In one possible implementation, the apparatus 50 further includes: and the storage module is used for locally storing the identification of each sample, the identification of each data block and the position information of each sample in the data block.

In one possible implementation, the plurality of data blocks in the dataset are stored in a distributed system, and the sample comprises an image.

In some embodiments, functions or modules included in an apparatus provided by the embodiments of the present disclosure may be used to perform a method described in the foregoing method embodiments, and specific implementations thereof may refer to descriptions of the foregoing method embodiments, which are not repeated herein for brevity.

The disclosed embodiments also provide a computer readable storage medium having stored thereon computer program instructions which, when executed by a processor, implement the above-described method. The computer readable storage medium may be a non-volatile computer readable storage medium.

The embodiment of the disclosure also provides an electronic device, which comprises: a processor; a memory for storing processor-executable instructions; wherein the processor is configured to invoke the instructions stored in the memory to perform the above method.

Embodiments of the present disclosure also provide a computer program product comprising computer readable code which, when run on a device, causes a processor in the device to execute instructions for implementing a method of obtaining a sample as provided in any of the embodiments above.

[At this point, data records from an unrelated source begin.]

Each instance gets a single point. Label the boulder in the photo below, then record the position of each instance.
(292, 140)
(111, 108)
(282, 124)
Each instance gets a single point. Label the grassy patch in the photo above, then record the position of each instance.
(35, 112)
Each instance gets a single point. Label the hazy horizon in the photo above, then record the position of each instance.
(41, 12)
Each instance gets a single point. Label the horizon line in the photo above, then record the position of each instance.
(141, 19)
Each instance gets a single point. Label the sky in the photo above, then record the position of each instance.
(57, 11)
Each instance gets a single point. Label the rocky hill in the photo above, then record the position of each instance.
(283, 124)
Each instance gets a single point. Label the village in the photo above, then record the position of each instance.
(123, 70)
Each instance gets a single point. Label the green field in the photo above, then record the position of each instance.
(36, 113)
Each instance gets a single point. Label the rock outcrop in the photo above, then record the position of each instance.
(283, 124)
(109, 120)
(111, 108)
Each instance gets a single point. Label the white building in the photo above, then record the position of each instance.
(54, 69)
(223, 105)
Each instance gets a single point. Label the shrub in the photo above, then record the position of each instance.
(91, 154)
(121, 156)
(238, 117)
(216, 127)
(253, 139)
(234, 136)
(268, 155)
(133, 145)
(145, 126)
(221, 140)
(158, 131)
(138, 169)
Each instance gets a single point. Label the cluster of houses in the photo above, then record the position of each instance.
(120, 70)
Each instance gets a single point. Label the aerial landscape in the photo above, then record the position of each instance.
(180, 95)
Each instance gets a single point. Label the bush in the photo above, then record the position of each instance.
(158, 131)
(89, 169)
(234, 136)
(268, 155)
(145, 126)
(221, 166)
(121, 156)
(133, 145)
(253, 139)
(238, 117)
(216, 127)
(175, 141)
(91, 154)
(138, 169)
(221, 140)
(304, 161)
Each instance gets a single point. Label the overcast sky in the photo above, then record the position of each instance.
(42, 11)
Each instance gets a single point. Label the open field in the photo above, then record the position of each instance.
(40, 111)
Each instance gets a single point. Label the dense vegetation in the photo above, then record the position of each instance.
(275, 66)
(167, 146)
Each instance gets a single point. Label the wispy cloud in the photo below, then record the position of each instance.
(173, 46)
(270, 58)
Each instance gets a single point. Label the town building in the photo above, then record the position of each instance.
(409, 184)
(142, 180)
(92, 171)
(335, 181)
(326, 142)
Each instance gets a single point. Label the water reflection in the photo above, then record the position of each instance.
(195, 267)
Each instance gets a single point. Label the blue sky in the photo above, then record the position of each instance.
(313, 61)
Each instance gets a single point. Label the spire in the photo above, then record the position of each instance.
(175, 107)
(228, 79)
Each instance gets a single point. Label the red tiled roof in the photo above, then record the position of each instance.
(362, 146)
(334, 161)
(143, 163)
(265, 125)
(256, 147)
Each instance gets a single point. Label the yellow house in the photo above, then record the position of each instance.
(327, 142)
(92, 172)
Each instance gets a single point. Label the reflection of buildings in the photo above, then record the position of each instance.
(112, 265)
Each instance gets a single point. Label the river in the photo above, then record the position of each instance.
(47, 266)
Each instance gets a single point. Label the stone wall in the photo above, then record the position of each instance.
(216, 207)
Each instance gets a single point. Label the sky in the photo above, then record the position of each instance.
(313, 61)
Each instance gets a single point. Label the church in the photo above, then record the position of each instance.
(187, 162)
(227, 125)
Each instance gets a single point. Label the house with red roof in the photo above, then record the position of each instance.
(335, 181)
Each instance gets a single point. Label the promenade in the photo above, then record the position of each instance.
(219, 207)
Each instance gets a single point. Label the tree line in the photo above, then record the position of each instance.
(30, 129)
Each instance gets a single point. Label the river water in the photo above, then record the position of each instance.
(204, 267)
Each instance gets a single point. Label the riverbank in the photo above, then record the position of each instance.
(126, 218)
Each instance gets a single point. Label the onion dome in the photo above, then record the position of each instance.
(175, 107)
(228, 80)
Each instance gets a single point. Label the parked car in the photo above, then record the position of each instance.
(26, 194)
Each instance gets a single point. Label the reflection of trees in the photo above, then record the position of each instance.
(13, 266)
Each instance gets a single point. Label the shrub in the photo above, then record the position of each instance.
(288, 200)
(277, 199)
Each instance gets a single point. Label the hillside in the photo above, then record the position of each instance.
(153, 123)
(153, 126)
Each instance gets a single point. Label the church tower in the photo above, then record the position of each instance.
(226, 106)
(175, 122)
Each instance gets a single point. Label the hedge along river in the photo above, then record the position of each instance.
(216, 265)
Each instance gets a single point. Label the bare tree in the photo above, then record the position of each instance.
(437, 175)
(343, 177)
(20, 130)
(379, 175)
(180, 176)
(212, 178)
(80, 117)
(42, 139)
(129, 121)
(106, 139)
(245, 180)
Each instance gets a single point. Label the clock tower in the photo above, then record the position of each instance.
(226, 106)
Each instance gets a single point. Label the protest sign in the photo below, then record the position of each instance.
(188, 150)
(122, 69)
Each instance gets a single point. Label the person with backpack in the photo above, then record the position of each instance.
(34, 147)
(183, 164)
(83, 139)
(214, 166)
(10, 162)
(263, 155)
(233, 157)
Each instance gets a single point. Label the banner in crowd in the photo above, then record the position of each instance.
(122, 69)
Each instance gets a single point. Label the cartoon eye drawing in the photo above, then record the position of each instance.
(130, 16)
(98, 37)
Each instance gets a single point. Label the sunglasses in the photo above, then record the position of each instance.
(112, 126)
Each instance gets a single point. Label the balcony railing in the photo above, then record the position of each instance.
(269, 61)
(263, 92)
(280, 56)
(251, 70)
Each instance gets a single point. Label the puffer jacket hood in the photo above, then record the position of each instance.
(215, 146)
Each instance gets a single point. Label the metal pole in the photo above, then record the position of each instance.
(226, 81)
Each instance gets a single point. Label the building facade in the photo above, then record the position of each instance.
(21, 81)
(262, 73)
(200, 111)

The disclosed embodiments also provide another computer program product for storing computer readable instructions that, when executed, cause a computer to perform the operations of the method for obtaining a sample provided in any of the above embodiments.

The electronic device may be provided as a terminal, server or other form of device.

Fig. 6 shows a block diagram of an electronic device 800, according to an embodiment of the disclosure. For example, electronic device 800 may be a mobile phone, computer, digital broadcast terminal, messaging device, game console, tablet device, medical device, exercise device, personal digital assistant, or the like.

Referring to fig. 6, an electronic device 800 may include one or more of the following components: a processing component 802, a memory 804, a power component 806, a multimedia component 808, an audio component 810, an input/output (I/O) interface 812, a sensor component 814, and a communication component 816.

The processing component 802 generally controls overall operation of the electronic device 800, such as operations associated with display, telephone calls, data communications, camera operations, and recording operations. The processing component 802 may include one or more processors 820 to execute instructions to perform all or part of the steps of the methods described above. Further, the processing component 802 can include one or more modules that facilitate interactions between the processing component 802 and other components. For example, the processing component 802 can include a multimedia module to facilitate interaction between the multimedia component 808 and the processing component 802.

The memory 804 is configured to store various types of data to support operations at the electronic device 800. Examples of such data include instructions for any application or method operating on the electronic device 800, contact data, phonebook data, messages, pictures, videos, and so forth. For example, in an embodiment of the present application, the Memory 804 may be used to cache data blocks, mappings, etc. obtained from a distributed storage system, and the content Memory 804 may be implemented by any type of volatile or non-volatile storage device or combination thereof, such as Static Random-Access Memory (SRAM), electrically erasable programmable Read-Only Memory (EEPROM), erasable programmable Read-Only Memory (EPROM), programmable Read-Only Memory (Programmable Read-Only Memory, PROM), read-Only Memory (ROM), magnetic Memory, flash Memory, magnetic disk or optical disk.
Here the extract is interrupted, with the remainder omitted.